Abstract:
The de facto service architecture of current communication networks is heterogeneous, complex, ad hoc and not very well understood, which is in sharp contrast to the textbook presentations of network architectures. This prevailing situation provides an opportunity to revisit that architectural model and its invariants of communication networks, and to undertake a formal examination of its basic principles. Concentrating on the issues of naming, forwarding and routing, we provide an axiomatic basis for these fundamental concepts, which can then be used for formal analyses as well as for deriving working prototype implementations. What emerges is a new model of computation/communication, based on the notion of abstract switching elements that rewrite and forward messages. We present a "Universal Forwarding Engine", which is expressed in a simple imperative programming model. The algebraic foundations facilitate the development of an axiomatic basis for communication (ABC) presented as an extension of Hoare Logic.

Bio:
Sanjiva Prasad is a Professor of Computer Science at the Indian Institute of Technology Delhi, and also in the Amar Nath and Shashi Khosla School of IT. He received his B Tech in Computer Science from IIT Kanpur in 1985 and his MS and PhD in Computer Science from SUNY, Stony Brook, USA in 1990 and 1991. His thesis, "Towards a symmetric integration of concurrent and functional programming" includes some of the early research in the design and semantics of higher-order concurrent programming languages with mobile code. He worked in the area of program verification at Odyssey Research Associates in Ithaca, USA from 1990-1992, and then at the European Computer-Industry Research Center (ECRC GmbH) in Munich, Germany from 1992-1994, where he worked on the Facile project based on his thesis work. From 1994 he has been at IIT Delhi, first as an assistant professor and then as an associate professor. In 1998-99, he was a visiting associate professor at BRICS, University of Aarhus, Denmark.

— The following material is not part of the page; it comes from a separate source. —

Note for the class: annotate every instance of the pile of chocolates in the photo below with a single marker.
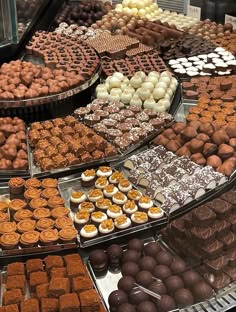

His research interests are primarily in formal methods and programming languages -- in particular, semantics of concurrency, distributed and mobile computation, and verification of network protocols and architectures. Process algebraic approaches to systems biology are a recent interest. He has written several conference and journal papers, and has been an invited speaker at the first DART workshop at Aalborg, Denmark in 1993 and at the first HLCL workshop at the Newton Institute, Cambridge, UK in 1995.

He is a member of the Indian Association for Research in Computer Science and the European Association for Theoretical Computer Science. He has also served on several international conference programme committees (FST TCS, POPL, Fossacs, ASIAN, SEFM, etc.), and as the programme co-chair of FST TCS 2000 and FST TCS 2007.